Segundo o Tribunal Provincial de Luanda, a Sodiam terá criado uma empresa em Malta chamada Victoria Holding Limited cujo capital foi dividido a meias com a Exem Mining (uma sociedade de Isabel dos Santos e do marido Sindika Dokolo) e foi através dessa empresa que foi comprada a joalharia de luxo De Grisogono, tendo a sociedade recebido 79,5 milhões de dólares da Sodiam e 12,5 milhões de dólares do Ministério das Finanças de em 2012. A Victoria recebeu ainda mais 23,7 milhões de dólares em 2015.
O tribunal dá ainda como provado que "o anterior Chefe de Estado orientou a Sodiam a vender" às empresas relacionadas com Isabel dos Santos e Sindika Dokolo "os diamantes a um preço inferior ao de mercado, causando prejuízos" à Sodiam, e "obtendo avultados lucros sem que o Estado angolano tivesse qualquer parte nos mesmos".
Em causa está também uma dívida de 75 milhões de euros da empresária à Sonangol por causa do investimento feito numa sociedade holandesa, a Esperaza, que detém uma participação na Galp em parceria com o grupo Amorim.
Ao todo, o Ministério Público estima em 1.136.996.825,56, ou seja, mais de mil milhões de dólares, o montante que Isabel dos Santos e Sindika Dokolo têm de entregar ao Estado, dívida "resultante de vários negócios em intervieram empresas do Estado e os requeridos" e em que "o Estado, por via das suas empresas Sodiam e Sonangol, transferiu enormes quantias em moeda estrangeira para empresas no estrangeiro cujos beneficiários últimos são os requeridos, sem que houvesse o retorno convencionado".
Na decisão judicial consta ainda que o Banco Nacional de Angola, na qualidade de Entidade Reguladora de todas as instituições financeiras bancárias, deve fiscalizar a actuação dos bancos BIC, BAI, BFA e BE relativamente ao arresto, impedindo qualquer transferência de valores a partir destas contas seja qual for o motivo.
Relativamente à participação social, o Tribunal nomeia fiel depositário, os Conselhos de Administração das empresas visadas, "ficando estas proibidas de proceder a qualquer cedência ou outro negócio sobre as participações sociais a arrestar e igualmente proibidas de proceder à entrega de lucros aos requeridos".
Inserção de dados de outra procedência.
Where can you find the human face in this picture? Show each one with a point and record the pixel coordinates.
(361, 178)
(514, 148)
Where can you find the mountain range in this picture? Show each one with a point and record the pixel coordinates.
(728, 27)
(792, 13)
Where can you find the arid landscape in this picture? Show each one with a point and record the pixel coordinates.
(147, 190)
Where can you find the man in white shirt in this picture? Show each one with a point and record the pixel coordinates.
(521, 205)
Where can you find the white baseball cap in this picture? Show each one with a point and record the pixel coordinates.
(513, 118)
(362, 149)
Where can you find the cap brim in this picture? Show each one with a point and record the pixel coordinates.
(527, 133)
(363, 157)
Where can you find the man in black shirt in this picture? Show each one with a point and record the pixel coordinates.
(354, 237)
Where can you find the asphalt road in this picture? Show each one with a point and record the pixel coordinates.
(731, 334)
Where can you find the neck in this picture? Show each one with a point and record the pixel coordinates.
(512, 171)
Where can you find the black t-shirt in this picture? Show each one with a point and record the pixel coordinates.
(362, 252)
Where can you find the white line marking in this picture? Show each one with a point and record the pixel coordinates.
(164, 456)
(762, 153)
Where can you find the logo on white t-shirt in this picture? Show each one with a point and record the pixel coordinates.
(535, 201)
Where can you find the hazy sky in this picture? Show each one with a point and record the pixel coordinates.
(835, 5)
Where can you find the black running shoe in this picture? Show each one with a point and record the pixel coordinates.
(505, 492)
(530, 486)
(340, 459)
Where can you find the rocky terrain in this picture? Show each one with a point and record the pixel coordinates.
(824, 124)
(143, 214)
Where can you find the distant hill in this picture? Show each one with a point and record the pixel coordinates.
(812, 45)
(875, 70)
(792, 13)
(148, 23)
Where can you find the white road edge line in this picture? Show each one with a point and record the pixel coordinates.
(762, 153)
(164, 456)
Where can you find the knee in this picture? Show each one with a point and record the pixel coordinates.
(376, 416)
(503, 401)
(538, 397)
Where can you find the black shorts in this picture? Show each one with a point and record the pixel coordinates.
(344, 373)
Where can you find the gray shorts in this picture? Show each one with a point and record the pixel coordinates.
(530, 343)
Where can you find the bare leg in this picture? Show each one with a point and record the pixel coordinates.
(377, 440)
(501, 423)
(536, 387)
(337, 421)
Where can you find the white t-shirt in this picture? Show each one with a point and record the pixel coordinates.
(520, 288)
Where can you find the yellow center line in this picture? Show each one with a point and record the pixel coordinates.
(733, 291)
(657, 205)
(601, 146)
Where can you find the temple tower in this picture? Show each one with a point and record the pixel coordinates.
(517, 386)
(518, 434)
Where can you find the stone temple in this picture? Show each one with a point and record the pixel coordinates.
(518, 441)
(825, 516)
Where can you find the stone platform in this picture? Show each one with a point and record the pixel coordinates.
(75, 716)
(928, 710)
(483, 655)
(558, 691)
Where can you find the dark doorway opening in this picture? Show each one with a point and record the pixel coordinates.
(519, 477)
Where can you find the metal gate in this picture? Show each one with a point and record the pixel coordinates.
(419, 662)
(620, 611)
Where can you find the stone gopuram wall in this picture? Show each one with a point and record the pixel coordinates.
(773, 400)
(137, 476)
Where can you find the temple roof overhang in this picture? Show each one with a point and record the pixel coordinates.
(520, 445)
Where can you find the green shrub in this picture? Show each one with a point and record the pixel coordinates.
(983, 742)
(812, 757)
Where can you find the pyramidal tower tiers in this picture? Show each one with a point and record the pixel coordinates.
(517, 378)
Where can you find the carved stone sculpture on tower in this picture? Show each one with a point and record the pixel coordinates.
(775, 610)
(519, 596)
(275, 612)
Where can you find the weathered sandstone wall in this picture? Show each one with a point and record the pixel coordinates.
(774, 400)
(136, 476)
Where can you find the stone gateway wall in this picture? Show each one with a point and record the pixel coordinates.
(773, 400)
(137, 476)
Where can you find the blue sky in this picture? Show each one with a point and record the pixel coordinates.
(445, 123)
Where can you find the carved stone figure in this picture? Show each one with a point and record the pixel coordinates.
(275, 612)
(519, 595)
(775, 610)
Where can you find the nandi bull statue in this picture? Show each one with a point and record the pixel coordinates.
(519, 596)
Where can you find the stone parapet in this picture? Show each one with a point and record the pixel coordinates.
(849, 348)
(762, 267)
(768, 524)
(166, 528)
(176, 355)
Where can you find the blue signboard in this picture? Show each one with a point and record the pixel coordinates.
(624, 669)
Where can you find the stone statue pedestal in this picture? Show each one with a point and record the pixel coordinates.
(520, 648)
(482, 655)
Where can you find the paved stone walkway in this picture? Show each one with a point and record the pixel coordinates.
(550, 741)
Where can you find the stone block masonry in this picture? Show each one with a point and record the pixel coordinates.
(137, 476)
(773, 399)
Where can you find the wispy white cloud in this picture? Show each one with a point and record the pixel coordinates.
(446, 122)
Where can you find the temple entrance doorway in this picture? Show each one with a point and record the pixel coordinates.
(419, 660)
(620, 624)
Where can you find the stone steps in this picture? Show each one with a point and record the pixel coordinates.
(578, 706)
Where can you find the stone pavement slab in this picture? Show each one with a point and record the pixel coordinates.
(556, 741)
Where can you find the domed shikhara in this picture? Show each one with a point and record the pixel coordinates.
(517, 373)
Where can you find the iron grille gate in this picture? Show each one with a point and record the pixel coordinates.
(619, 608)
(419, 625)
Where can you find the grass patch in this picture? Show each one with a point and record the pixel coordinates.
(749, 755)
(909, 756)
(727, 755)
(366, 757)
O despacho do TPL obriga também o Banco Nacional de Angola a não emitir qualquer Licença de Exportação de Capital a favor ou a pedido de qualquer das empresas referidas, abrangidas pelo arresto, bem como a dar conhecimento imediato ao tribunal de qualquer tentativa de realização deste tipo de operações.
O Tribunal dá ainda ordem para que sejam notificados os bancos BIC, BFA, BAI e BE e todas as sociedades referidas nos autos em que os requeridos detêm participação social, para apresentarem cópia do seu pacto ou estatuto social e livro de registo de acções "sob pena de incorrer na prática de um crime de desobediência".